De passage au populaire balado Spittin’ Chiclets, le pilote s’est livré sur plusieurs périodes de sa vie dans le hockey, au cours d’un long entretien de plus d’une heure
De son hockey mineur à ses débuts modestes chez les professionnels, puis de son ascension phénoménale en passant par son rôle actuel chez le Canadien, St-Louis est revenu sur ses principaux défis.
Depuis qu’il est aux commandes de l’équipe à Montréal, il ne cache pas que son amour pour le hockey lui fait parfois perdre la notion de la gestion du banc.
«Pour rouler un banc, au départ, est-ce que j’ai été le meilleur? Non, et je ne suis pas encore le meilleur là-dedans. Je m’améliore tous les jours. Il y a des situations qui se produisent et qui te font apprendre et grandir comme entraîneur. C’est une partie importante de notre sport, et je vais continuer de m’améliorer.
«Des fois, tu passes vite d’une supériorité numérique à une situation de quatre contre quatre, puis à un moment où tu te retrouves avec un homme en moins jusqu’à ce que tu reviennes à cinq contre cinq. Les défis sont plaisants. C’est une question de croissance.
«Parfois, mon assistant Trevor Letowski me dit: Marty, who’s up? Des fois, le jeu est tellement bon que tu es concentré à regarder et tu oublies de changer un trio. Et je me dis que ouais, j’ai été un fan pendant un instant.
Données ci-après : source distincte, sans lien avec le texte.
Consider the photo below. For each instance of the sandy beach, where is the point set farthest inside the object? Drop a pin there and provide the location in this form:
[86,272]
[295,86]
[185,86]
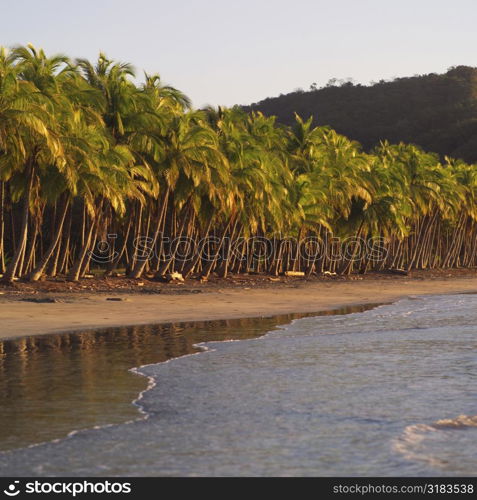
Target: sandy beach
[62,312]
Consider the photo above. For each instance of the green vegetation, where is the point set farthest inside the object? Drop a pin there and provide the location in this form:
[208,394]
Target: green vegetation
[85,153]
[438,112]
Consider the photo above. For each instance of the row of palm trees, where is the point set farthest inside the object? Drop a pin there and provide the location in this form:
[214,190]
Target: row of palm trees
[87,153]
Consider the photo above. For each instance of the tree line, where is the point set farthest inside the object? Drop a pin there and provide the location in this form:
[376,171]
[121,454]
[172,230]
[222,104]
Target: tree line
[86,153]
[436,111]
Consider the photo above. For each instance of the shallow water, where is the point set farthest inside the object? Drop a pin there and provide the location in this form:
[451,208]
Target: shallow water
[51,385]
[389,391]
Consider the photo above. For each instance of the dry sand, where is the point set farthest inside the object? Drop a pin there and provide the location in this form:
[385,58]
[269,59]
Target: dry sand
[88,311]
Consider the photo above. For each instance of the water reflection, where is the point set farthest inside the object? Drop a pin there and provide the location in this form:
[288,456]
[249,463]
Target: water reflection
[53,384]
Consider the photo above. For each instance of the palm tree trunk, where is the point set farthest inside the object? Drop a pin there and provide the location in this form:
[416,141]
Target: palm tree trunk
[36,274]
[12,266]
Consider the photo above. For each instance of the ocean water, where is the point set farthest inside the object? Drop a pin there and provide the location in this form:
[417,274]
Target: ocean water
[390,391]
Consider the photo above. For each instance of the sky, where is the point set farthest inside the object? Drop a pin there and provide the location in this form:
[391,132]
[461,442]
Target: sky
[226,52]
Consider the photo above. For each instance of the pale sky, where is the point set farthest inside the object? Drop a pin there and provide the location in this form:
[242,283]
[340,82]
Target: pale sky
[237,52]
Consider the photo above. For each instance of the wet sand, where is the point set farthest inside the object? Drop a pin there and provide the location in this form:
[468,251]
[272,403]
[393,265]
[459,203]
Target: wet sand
[72,312]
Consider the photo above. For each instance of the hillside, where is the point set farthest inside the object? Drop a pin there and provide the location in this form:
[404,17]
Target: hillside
[437,112]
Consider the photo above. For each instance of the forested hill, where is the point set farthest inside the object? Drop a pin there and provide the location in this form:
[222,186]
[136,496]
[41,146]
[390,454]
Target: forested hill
[436,112]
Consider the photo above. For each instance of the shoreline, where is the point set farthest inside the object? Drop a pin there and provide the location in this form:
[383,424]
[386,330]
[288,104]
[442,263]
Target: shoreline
[23,316]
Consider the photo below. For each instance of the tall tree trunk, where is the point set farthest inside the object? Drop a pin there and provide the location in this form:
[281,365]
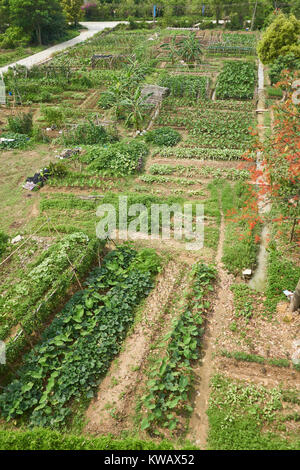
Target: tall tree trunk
[39,34]
[295,303]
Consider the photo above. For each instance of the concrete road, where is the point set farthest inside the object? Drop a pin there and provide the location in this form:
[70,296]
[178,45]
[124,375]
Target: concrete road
[40,57]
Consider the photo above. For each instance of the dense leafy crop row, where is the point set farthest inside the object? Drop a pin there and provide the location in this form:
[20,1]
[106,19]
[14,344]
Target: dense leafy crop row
[186,85]
[13,141]
[210,118]
[206,171]
[172,103]
[122,158]
[171,378]
[164,136]
[30,301]
[77,348]
[199,153]
[46,439]
[237,80]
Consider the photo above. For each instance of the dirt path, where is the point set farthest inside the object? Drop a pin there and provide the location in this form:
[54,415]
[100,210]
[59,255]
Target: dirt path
[224,301]
[114,404]
[36,59]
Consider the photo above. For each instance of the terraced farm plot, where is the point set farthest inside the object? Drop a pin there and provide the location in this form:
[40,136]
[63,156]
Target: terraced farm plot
[140,335]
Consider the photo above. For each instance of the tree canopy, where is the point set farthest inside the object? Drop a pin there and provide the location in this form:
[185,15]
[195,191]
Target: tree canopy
[280,38]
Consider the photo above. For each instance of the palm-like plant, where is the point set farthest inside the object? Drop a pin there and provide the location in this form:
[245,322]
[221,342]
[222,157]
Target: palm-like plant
[172,49]
[189,49]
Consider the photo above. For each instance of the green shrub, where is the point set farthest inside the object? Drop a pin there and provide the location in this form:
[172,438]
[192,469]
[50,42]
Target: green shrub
[59,170]
[237,80]
[14,37]
[14,141]
[88,133]
[106,100]
[21,124]
[122,158]
[289,61]
[45,439]
[185,85]
[163,136]
[3,242]
[53,115]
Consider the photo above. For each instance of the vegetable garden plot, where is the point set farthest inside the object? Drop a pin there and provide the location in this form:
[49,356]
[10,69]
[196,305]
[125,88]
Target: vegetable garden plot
[33,299]
[77,348]
[237,80]
[167,396]
[199,153]
[191,171]
[186,85]
[212,129]
[116,42]
[185,102]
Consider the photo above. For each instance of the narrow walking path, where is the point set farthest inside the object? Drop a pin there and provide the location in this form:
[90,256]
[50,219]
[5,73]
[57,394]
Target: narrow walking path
[258,281]
[199,425]
[36,59]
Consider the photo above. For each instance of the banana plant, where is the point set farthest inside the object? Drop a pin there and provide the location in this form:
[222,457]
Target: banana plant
[135,106]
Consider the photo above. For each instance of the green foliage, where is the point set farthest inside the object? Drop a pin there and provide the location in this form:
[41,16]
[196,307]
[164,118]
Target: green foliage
[14,36]
[122,158]
[163,136]
[15,141]
[243,301]
[200,153]
[280,38]
[21,124]
[3,242]
[43,20]
[46,439]
[72,10]
[78,346]
[239,413]
[237,80]
[88,133]
[171,377]
[40,289]
[206,171]
[240,246]
[185,85]
[242,356]
[283,62]
[282,274]
[274,92]
[53,115]
[58,170]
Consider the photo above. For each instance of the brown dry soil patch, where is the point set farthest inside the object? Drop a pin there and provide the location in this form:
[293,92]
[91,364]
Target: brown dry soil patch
[113,410]
[260,374]
[239,165]
[205,370]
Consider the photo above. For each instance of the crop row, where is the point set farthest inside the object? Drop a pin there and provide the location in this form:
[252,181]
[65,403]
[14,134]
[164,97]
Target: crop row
[212,118]
[237,80]
[199,153]
[176,103]
[171,377]
[28,303]
[186,85]
[77,348]
[187,171]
«C’était pareil à l’époque où je jouais. Le coach était pris à regarder le jeu et tout à coup quelqu’un criait who’s up?», a raconté St-Louis.
Époques différentes
Pour l’entraîneur, qui en sera à sa deuxième saison complète à l’automne, l’adaptation à la génération actuelle de joueurs n’a pas été un problème, même si la gestion du personnel n’est plus la même qu’à ses beaux jours comme attaquant du Lightning.
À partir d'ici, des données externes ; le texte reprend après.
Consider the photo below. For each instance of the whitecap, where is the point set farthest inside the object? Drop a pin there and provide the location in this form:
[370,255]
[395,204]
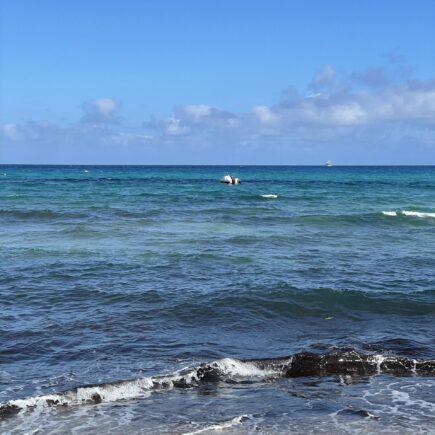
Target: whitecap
[418,214]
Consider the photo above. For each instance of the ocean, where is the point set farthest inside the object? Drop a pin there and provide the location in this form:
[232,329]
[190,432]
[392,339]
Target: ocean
[154,299]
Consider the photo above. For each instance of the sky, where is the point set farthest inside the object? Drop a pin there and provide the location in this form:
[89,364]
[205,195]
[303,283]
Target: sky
[217,82]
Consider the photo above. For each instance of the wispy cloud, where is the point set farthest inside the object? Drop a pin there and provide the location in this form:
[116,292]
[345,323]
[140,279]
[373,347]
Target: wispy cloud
[378,105]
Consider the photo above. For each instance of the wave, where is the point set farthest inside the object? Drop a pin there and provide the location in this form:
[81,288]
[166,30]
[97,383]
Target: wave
[341,362]
[411,213]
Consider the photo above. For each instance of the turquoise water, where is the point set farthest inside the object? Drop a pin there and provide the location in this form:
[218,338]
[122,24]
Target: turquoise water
[113,273]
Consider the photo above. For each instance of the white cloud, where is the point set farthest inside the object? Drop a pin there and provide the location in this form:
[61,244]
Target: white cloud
[370,107]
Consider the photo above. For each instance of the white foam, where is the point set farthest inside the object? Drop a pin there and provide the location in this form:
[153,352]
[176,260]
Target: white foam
[238,368]
[410,213]
[220,426]
[138,387]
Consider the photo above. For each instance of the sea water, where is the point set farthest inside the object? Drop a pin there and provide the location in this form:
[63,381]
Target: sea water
[117,284]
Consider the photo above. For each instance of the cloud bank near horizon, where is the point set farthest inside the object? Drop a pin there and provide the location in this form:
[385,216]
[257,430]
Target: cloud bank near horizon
[365,115]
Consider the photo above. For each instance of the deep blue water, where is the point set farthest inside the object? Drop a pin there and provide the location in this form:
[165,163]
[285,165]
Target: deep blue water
[113,273]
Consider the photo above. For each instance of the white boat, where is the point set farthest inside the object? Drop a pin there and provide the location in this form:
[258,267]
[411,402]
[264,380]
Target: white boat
[229,179]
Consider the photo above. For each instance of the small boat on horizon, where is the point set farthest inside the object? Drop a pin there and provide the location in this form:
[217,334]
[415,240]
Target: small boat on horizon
[229,179]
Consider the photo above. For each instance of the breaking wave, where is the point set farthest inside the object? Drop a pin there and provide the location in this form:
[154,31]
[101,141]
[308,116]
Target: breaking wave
[230,371]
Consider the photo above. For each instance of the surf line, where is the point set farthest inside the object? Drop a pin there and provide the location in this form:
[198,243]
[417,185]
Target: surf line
[337,363]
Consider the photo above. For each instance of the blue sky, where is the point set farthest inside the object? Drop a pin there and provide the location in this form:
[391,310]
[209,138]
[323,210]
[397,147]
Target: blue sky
[192,82]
«Il y a toujours un temps pour tomber sur quelqu’un. Si tu passes ton temps à tirer partout, tu finis par tirer à blanc. Il faut calculer quand utiliser ses balles plutôt qu’à chaque fois que tu es fâché. Si tu réagis juste émotivement, tu ne feras pas long feu. Les joueurs sont différents aujourd’hui, et il faut les convaincre de la raison pour laquelle on fait quelque chose», a-t-il expliqué.
N’empêche que les temps changent et que la camaraderie dans le vestiaire peut être différente. Comme bien des parents, l’utilisation du téléphone cellulaire par ses poulains cause parfois des maux de tête à St-Louis.
«Ça me rend fou. Je le vois même avec mes propres enfants. On s’en va souper et tout à coup, ils sont sur leur téléphone. C’est non! Parlez-vous ensemble! Je ne peux pas les blâmer. C’est un problème un peu partout, mais ce que je peux dire, c’est que si tu veux devenir meilleur dans quelque chose, regarde ton temps d’écran… Parce que ça, c’est l’ennemi», a-t-il dit, sourire en coin, en pointant lui-même son téléphone.
Caufield, un talent spécial
St-Louis ne rechigne toutefois clairement pas à l’idée de travailler avec des jeunes. Même qu’il admet que son boulot avec certains d’entre eux, comme Cole Caufield, est un véritable charme.
«Cole est spécial. Son enthousiasme est contagieux. Il amène une énergie positive. Je suis fier de ce qu’il accomplit et je ne dirai pas que c’est grâce à moi. Mon rôle est de prendre soin des joueurs qui prennent soin de l’équipe.
«Je sais qu’il n’est pas un produit fini et qu’il a des lacunes dans son jeu, comme tout jeune de 20-21 ans, mais il marque des buts. Je ne pourrai pas lui enseigner ça. Est-ce que je peux lui enseigner à obtenir plus de chances de marquer? Je pense que je peux. Mon rôle est de le laisser marquer des buts pendant que j’essaie d’améliorer le reste de son jeu», a-t-il souligné.
Quant à l’arrivée prochaine de jeunes espoirs comme Lane Hutson, qui galvanisent les partisans, St-Louis a appelé à la prudence.
«Il a connu une très bonne année universitaire. Il n’est pas un gros joueur, mais son jeu est très imprévisible. C’est dur d’évaluer où est le plafond dans son cas. Pour connaître une bonne carrière dans la LNH, il faut d’abord s’assurer que le plancher est assez haut.»